Jakarta EE and Java EE

WildFly 19.0.0 is a Jakarta EE 8 compatible implementation, with both the Full Platform and the Web Profile. Evidence supporting our certification is available for the Full Platform and for the Web Profile.

WildFly 19 is also a certified compatible implementation of Java EE 8.

JDK Support

For the last couple of years we’ve worked to ensure our releases run well for most developer use cases on the most recent GA JDK version available on the WildFly final release date. Unfortunately, that has come to an end with WildFly 19 and the just-released JDK 14. We haven’t had time to digest some of the package removals in JDK 14, particularly in the security area.

While we do like to run well on more recent JDKs, our recommendation is that you run WildFly on the most recent long-term support release, i.e. on JDK 11 for WildFly 19. We do considerably more testing of WildFly itself on the LTS JDKs, and we make no attempt to ensure the projects producing the various libraries we integrate are testing their libraries on anything other than JDK 8 or 11.

WildFly 19 also is heavily tested and runs well on Java 8. We plan to continue to support Java 8 at least through WildFly 21, and probably beyond.

Please note that WildFly runs on Java 11 and later in classpath mode.

At this point it is uncertain when we’ll be able to say that a release of WildFly runs well on JDK 14 or later. We’ll have to see how well the work for that, both in WildFly itself and in the projects we integrate, aligns with our other goals. I don’t expect it to be a priority before WildFly 22.

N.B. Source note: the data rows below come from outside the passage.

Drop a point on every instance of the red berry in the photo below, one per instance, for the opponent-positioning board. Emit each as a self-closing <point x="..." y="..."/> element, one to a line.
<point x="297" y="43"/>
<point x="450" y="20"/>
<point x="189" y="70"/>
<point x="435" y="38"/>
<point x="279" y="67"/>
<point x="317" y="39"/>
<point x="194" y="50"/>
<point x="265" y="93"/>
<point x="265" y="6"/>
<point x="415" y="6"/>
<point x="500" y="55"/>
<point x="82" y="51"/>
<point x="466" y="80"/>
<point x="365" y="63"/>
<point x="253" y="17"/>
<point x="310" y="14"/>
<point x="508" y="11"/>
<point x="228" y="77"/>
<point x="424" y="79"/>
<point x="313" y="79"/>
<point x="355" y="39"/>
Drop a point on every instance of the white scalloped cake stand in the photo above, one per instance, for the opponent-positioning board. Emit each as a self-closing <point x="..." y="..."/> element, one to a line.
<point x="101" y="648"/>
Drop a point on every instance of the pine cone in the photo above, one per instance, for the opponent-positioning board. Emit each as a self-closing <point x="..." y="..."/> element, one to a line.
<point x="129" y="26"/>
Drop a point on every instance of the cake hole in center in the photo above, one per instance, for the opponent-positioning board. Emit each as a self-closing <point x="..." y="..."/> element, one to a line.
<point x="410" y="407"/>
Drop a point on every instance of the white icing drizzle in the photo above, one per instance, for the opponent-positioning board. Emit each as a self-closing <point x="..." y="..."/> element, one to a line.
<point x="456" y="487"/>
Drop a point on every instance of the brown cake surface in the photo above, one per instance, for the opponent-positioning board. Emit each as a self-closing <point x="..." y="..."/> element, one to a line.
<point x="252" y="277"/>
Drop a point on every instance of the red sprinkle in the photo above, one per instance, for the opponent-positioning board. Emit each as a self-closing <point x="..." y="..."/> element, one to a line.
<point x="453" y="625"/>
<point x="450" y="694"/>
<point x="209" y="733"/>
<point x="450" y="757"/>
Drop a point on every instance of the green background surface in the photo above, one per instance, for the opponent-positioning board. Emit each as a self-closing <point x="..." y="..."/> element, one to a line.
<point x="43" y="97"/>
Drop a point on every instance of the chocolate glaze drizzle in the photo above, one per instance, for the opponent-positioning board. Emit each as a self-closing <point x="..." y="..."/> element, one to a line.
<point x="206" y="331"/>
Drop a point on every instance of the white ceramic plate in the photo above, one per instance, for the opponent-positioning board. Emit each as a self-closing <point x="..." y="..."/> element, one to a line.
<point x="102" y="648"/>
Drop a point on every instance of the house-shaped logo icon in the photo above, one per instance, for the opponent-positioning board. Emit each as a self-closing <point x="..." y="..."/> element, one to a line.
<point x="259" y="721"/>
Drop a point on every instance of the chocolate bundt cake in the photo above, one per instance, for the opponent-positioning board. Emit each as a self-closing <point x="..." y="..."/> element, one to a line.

Management API Documentation

Since the JBoss AS 7.1.1 release we’ve published auto-generated documentation of the appserver management API at the wildscribe.github.io site. Starting with WildFly 19 we’ve stopped publishing there and instead we will be including the management API documentation as part of the overall documentation for the release. The content is equivalent; we’ve just changed where it is located.

Jira Release Notes

The full list of issues resolved is available here. Issues resolved in the WildFly Core 11 releases included with WildFly 19 are available here.

User Forum Move

Finally, a quick reminder that we have moved the WildFly user forum from the developer.jboss.org site to google groups. That’s a great place to provide feedback on or ask questions about WildFly 19.

Enjoy, but more importantly, stay safe and stay well!